Eles então programaram o modelo num chip, que num paciente humano seria instalado no crânio, fora do cérebro. O hipocampo pode ser imaginado como uma série de circuitos nervosos similares que trabalham em paralelo, diz Berger, de modo que seria possível descartar a região danificada inteiramente.

Dez anos de trabalho
Berger e sua equipe levaram cerca de dez anos para desenvolver o chip. Eles estão para testá-lo em fatias de cérebro de rato. "É um passo muito importante, porque é a primeira vez que colocamos todas as peças juntas", diz.
Se funcionar, a equipe irá testar a prótese em ratos vivos em seis meses e então em macacos treinados para executar tarefas de memória. Os pesquisadores irão interromper parte do funcionamento do hipocampo do macaco e substituí-lo pelo chip.
O hipocampo tem uma estrutura similar na maioria dos mamíferos então pouco precisará ser mudado para adaptar a tecnologia para pessoas. Mas, antes que testes com humanos comecem, a equipe terá de provar inequivocamente que a prótese é segura.
Um contratempo é que ela irá inevitavelmente suplantar algum tecido cerebral sadio. Mas isso não deve afetar as memórias do paciente, diz Berger.
Enquanto os testes com macacos nos dirão muito sobre o desempenho da prótese, ainda haverá algumas perguntas não-respondidas. Por exemplo, não está claro se teremos algum controle sobre o que lembramos.
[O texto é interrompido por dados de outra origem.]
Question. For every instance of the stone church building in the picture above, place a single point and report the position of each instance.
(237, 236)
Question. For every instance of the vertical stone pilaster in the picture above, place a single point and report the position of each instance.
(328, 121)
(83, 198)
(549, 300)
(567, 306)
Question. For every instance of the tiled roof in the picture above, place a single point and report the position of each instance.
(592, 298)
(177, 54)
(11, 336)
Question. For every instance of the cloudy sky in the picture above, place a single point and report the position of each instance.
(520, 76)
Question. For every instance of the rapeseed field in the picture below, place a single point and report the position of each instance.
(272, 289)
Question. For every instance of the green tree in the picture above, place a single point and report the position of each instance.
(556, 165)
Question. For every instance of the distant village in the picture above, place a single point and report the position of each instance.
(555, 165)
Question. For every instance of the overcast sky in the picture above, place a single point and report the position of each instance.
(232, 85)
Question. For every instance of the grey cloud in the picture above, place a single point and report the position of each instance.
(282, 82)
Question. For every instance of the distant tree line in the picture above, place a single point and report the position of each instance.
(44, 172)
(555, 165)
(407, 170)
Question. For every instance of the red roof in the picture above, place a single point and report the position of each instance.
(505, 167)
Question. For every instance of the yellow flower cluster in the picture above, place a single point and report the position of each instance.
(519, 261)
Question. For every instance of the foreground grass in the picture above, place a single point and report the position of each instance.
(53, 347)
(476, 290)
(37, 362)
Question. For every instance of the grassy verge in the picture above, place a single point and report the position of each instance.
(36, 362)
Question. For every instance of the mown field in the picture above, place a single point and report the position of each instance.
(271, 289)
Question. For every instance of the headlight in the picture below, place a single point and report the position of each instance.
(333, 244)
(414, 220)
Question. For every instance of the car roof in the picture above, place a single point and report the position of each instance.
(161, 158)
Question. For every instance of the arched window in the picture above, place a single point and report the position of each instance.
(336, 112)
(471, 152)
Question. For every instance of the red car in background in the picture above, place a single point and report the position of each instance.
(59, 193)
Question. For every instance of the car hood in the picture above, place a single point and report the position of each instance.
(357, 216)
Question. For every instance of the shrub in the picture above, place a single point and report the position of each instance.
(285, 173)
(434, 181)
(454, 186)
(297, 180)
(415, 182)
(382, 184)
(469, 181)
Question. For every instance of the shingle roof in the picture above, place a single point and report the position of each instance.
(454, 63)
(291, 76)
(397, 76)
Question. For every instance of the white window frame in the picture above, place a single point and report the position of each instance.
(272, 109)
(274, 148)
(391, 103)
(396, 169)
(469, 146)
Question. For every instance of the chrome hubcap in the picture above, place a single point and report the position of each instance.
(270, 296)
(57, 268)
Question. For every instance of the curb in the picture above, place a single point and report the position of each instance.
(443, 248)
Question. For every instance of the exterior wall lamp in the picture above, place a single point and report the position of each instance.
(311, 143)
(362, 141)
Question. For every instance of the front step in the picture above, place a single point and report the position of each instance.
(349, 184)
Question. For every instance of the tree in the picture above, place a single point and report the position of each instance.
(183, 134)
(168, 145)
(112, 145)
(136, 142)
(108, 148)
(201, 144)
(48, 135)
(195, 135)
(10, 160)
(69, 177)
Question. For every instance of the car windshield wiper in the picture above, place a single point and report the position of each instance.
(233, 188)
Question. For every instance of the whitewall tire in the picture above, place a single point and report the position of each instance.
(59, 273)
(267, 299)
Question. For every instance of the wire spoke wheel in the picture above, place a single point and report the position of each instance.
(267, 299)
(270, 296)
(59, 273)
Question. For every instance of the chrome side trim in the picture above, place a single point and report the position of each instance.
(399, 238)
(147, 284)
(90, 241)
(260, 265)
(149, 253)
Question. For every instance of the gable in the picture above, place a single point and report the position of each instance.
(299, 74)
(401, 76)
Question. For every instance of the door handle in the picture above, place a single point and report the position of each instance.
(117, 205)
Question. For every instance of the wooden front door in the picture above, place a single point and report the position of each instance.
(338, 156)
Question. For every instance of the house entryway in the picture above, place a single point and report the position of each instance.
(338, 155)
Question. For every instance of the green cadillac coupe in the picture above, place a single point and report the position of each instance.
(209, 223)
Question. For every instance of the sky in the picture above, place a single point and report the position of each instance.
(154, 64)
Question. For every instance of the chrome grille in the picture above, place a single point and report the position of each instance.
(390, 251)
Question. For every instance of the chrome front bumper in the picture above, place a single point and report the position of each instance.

Se tivermos, os implantes cerebrais do futuro poderiam forçar as pessoas a lembrar coisas que elas prefeririam esquecer?
Outra interrogação ética diz respeito ao consentimento para a introdução da prótese, diz Anderson. As pessoas que mais precisam serão as com um hipocampo danificado e uma habilidade reduzida de formar novas memórias. "Se alguém não pode formar novas memórias, então até onde elas podem consentir o recebimento do implante?"